L’originalité de l’approche frappe d’emblée dans le Troisième Quatuor (1946), dont l’Allegretto initial déroute par l’instabilité permanente de son tempo – paraissant presque minauder avec ses traits surinterprétés. Cette entame n’en met que plus en valeur le Moderato con moto – débordant de plasticité et de richesse acoustique – et surtout l’Allegro non troppo, qui réussit l’exploit de claquer sans sécheresse, de grincer sans angoisse sous-jacente... emporté dans une absurde orgie sonore. La perfection objective et neutre de l’Adagio introduit au Moderato, dont la tranquillité inquiète et dont le caractère implacable asphyxie, semblant jeter un regard inexorable vers les confins de la folie.
D’une concentration extrême, ne sacrifiant jamais à l’opulence des sonorités, les Meta4 transforment l’Allegretto du Quatrième Quatuor (1949) en une fertile rhapsodie et l’Andantino en une déroutante prière (comme dénuée de sentiments et de foi), alors que les deux Allegretto sont plongés dans une apparente nonchalance – qui n’est pas indifférence mais autarcie mentale – et balancent sans cesse entre parodie et désespoir, élégie et solitude.

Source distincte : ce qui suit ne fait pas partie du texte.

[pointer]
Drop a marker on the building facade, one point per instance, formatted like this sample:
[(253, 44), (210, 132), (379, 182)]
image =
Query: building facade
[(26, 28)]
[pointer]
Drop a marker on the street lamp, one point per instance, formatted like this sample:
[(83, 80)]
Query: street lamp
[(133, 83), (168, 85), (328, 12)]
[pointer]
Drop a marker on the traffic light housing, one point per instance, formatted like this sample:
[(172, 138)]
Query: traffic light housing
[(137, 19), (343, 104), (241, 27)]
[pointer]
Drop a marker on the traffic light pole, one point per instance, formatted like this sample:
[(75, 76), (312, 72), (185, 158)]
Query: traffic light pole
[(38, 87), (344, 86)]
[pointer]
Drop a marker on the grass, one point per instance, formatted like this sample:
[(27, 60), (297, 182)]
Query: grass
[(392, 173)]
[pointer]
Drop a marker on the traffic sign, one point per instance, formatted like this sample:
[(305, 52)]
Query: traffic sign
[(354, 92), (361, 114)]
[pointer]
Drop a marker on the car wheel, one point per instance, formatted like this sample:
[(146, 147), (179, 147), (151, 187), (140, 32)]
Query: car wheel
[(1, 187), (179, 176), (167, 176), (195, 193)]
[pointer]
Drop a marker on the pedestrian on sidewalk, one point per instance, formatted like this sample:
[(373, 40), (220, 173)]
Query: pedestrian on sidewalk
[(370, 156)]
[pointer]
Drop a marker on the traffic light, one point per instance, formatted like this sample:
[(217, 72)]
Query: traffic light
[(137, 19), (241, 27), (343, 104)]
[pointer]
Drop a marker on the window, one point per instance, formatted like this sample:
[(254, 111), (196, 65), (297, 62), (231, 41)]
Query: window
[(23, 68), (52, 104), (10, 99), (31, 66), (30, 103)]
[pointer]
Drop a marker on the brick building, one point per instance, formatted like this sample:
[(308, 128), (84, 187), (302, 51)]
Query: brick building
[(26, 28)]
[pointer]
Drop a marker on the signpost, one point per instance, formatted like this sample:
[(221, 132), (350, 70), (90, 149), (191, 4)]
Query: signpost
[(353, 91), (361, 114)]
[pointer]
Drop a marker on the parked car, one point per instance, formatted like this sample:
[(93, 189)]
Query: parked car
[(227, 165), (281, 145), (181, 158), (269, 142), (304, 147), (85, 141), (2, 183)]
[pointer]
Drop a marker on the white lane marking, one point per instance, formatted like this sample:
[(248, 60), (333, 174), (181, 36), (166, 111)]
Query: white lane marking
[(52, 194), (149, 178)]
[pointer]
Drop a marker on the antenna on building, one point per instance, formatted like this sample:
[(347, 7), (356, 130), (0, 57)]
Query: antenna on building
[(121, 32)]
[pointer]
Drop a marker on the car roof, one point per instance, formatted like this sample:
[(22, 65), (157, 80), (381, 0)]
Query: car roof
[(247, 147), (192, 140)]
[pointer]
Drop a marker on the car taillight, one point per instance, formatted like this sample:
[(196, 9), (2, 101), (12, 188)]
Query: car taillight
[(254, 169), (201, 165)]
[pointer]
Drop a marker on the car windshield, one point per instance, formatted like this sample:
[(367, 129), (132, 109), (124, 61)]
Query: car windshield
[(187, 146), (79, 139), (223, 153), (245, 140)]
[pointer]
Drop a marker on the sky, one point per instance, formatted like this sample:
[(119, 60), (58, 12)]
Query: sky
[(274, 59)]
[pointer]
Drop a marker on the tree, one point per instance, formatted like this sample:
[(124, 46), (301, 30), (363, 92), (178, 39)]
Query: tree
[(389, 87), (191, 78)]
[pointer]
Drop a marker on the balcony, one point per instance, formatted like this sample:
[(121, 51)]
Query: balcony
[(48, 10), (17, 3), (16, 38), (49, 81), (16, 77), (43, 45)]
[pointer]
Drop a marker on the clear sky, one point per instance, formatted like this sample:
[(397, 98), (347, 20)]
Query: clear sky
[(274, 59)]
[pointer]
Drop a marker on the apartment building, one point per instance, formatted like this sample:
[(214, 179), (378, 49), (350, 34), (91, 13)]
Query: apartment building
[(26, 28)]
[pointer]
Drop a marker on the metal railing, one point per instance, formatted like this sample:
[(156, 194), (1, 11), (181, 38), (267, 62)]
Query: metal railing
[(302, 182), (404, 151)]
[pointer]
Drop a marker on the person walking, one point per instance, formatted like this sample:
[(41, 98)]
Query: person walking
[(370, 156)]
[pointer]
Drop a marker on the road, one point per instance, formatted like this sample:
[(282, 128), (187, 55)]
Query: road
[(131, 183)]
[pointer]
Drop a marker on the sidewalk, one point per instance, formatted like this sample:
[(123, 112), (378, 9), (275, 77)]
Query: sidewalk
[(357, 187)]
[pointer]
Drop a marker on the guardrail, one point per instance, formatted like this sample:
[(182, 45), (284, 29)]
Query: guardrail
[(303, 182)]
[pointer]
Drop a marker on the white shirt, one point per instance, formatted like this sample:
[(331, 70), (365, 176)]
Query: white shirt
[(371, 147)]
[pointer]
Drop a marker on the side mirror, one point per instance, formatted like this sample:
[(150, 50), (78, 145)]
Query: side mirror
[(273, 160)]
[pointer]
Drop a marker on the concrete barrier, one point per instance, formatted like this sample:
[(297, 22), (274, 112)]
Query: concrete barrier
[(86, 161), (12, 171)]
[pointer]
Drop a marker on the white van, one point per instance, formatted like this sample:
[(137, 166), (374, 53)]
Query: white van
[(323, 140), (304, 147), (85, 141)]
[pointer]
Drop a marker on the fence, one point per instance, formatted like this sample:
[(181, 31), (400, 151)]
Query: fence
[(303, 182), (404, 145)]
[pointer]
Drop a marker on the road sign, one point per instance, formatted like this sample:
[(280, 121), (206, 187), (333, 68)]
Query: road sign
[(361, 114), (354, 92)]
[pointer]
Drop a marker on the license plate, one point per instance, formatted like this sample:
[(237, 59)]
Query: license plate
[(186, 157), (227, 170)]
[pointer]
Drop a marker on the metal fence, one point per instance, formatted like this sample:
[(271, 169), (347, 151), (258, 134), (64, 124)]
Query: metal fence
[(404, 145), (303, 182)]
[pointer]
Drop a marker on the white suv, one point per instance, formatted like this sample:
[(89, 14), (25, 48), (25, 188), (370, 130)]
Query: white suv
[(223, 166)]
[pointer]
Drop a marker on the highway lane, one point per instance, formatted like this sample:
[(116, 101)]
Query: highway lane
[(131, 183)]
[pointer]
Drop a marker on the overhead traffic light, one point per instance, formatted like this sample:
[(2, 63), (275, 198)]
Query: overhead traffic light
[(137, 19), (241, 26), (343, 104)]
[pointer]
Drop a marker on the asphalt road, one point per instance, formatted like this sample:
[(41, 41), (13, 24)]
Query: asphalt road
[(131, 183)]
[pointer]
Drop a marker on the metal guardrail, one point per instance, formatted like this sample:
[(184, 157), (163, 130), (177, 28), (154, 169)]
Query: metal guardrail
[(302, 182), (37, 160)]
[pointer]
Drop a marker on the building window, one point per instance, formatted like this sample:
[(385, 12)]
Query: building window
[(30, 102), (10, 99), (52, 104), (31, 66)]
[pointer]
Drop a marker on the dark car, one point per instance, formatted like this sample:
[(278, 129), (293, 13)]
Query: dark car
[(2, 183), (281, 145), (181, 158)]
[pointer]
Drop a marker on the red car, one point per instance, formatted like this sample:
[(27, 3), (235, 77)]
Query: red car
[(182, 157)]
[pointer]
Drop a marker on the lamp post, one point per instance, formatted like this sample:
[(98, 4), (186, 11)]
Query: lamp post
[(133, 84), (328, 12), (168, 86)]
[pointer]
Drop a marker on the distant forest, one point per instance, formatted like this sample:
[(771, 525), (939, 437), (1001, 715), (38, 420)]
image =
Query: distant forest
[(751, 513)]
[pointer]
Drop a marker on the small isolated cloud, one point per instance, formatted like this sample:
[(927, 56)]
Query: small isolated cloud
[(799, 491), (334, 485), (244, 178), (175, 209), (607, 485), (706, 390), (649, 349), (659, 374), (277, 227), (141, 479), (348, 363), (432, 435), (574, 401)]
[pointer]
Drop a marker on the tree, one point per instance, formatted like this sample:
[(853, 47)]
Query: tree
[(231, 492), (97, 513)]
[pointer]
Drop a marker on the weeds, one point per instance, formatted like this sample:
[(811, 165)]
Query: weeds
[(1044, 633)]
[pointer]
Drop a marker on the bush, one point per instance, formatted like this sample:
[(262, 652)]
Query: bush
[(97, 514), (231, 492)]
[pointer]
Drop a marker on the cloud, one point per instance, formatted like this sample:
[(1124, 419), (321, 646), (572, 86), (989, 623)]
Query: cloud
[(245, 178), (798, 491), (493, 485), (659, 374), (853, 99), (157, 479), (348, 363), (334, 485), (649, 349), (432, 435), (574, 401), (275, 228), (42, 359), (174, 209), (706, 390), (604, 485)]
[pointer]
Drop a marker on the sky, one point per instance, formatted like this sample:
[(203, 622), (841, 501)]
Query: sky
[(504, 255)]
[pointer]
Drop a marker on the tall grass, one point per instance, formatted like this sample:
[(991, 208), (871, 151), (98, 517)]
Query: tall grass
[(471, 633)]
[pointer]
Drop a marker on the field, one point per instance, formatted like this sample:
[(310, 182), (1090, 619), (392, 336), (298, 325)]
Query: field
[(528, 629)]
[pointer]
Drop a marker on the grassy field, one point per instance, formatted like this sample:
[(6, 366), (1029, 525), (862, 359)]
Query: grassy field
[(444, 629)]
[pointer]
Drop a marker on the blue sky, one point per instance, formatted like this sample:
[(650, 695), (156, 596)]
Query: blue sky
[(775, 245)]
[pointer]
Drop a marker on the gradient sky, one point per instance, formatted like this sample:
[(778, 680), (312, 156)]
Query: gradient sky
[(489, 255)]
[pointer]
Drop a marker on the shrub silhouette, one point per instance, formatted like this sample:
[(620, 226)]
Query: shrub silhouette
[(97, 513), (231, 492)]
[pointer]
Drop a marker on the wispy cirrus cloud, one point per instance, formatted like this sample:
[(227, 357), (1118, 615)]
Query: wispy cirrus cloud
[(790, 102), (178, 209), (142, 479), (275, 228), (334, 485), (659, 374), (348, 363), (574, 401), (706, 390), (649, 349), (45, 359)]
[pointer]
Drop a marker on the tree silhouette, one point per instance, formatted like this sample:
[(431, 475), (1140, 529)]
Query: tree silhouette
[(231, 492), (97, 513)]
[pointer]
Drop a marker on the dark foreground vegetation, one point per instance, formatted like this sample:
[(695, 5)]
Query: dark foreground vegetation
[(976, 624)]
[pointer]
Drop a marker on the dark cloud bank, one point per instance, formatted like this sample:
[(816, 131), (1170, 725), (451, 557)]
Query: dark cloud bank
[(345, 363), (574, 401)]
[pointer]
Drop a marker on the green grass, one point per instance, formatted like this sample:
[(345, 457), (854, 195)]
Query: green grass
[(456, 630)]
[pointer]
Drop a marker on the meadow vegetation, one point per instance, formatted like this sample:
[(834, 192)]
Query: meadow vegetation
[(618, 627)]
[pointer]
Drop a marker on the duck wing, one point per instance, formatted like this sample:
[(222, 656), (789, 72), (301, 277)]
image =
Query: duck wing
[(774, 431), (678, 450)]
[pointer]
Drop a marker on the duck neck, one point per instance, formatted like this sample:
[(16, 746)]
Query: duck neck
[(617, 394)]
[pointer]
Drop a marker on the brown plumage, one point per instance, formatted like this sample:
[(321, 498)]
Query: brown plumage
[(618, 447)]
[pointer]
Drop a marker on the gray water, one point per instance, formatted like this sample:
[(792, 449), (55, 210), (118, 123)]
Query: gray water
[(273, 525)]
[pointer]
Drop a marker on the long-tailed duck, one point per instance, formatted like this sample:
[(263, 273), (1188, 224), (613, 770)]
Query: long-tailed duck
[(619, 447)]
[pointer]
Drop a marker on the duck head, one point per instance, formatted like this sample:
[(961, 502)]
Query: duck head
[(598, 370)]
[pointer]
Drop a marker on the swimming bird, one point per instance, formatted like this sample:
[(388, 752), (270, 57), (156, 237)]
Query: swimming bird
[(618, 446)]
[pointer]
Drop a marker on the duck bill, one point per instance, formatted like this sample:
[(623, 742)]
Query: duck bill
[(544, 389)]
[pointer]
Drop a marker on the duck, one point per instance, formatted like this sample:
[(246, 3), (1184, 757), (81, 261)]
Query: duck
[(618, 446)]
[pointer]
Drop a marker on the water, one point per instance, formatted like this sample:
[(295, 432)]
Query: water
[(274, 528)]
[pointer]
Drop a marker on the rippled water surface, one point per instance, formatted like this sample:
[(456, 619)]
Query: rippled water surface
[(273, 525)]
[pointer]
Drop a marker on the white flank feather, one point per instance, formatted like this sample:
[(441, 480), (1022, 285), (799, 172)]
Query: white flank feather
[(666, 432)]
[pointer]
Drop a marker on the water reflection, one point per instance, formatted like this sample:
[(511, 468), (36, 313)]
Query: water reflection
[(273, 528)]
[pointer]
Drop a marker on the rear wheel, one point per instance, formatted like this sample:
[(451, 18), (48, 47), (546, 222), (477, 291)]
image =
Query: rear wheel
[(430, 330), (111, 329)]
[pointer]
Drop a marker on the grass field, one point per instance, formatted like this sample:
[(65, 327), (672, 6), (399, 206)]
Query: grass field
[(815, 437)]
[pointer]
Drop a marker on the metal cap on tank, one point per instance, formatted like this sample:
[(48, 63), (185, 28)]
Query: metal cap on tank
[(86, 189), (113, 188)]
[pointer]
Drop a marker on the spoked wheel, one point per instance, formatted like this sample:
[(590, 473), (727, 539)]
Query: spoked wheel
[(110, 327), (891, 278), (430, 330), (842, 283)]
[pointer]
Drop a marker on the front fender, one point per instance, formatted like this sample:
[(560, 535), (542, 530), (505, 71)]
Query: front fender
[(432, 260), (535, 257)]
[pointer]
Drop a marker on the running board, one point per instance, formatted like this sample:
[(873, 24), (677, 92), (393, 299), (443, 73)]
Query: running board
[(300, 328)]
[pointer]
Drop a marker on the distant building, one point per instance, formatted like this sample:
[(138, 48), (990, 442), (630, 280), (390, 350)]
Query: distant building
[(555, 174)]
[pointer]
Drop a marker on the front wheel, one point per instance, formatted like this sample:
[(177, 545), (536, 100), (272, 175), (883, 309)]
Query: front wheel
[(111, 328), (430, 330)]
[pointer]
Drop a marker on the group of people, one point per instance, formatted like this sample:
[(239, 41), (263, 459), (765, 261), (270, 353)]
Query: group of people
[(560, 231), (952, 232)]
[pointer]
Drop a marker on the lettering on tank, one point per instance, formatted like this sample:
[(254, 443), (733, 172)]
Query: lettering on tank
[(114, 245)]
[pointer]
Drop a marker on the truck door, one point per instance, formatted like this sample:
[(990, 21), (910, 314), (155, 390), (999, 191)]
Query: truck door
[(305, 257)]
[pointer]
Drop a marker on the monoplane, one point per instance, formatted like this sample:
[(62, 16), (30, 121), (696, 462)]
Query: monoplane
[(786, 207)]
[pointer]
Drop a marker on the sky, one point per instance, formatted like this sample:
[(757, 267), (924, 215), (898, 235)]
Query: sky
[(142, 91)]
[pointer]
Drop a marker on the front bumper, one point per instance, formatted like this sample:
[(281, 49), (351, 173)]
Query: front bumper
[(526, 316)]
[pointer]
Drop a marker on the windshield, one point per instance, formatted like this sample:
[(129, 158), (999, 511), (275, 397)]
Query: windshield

Le Septième Quatuor (1960) relève de la prouesse technique: l’Allegretto introductif épate par son degré de finition dans l’étagement des plans sonores, alors qu’en six minutes – c’est-à-dire sans battre des records de vitesse – l’Allegro conclusif parvient à concilier l’absence de répit (par l’acharnement des Finlandais à attaquer les boyaux de leurs cordes) et l’absence de raucités dans les passages les plus endiablés. Quant au Lento, il se présente sous la forme d’une curieuse pantomime de voix solitaires et indépendantes, se déplaçant dans un climat angoissant parce que volontairement doucereux. Le disque ne précise pas s’il s’agit du début d’une nouvelle intégrale. Mais on l’espère ardemment!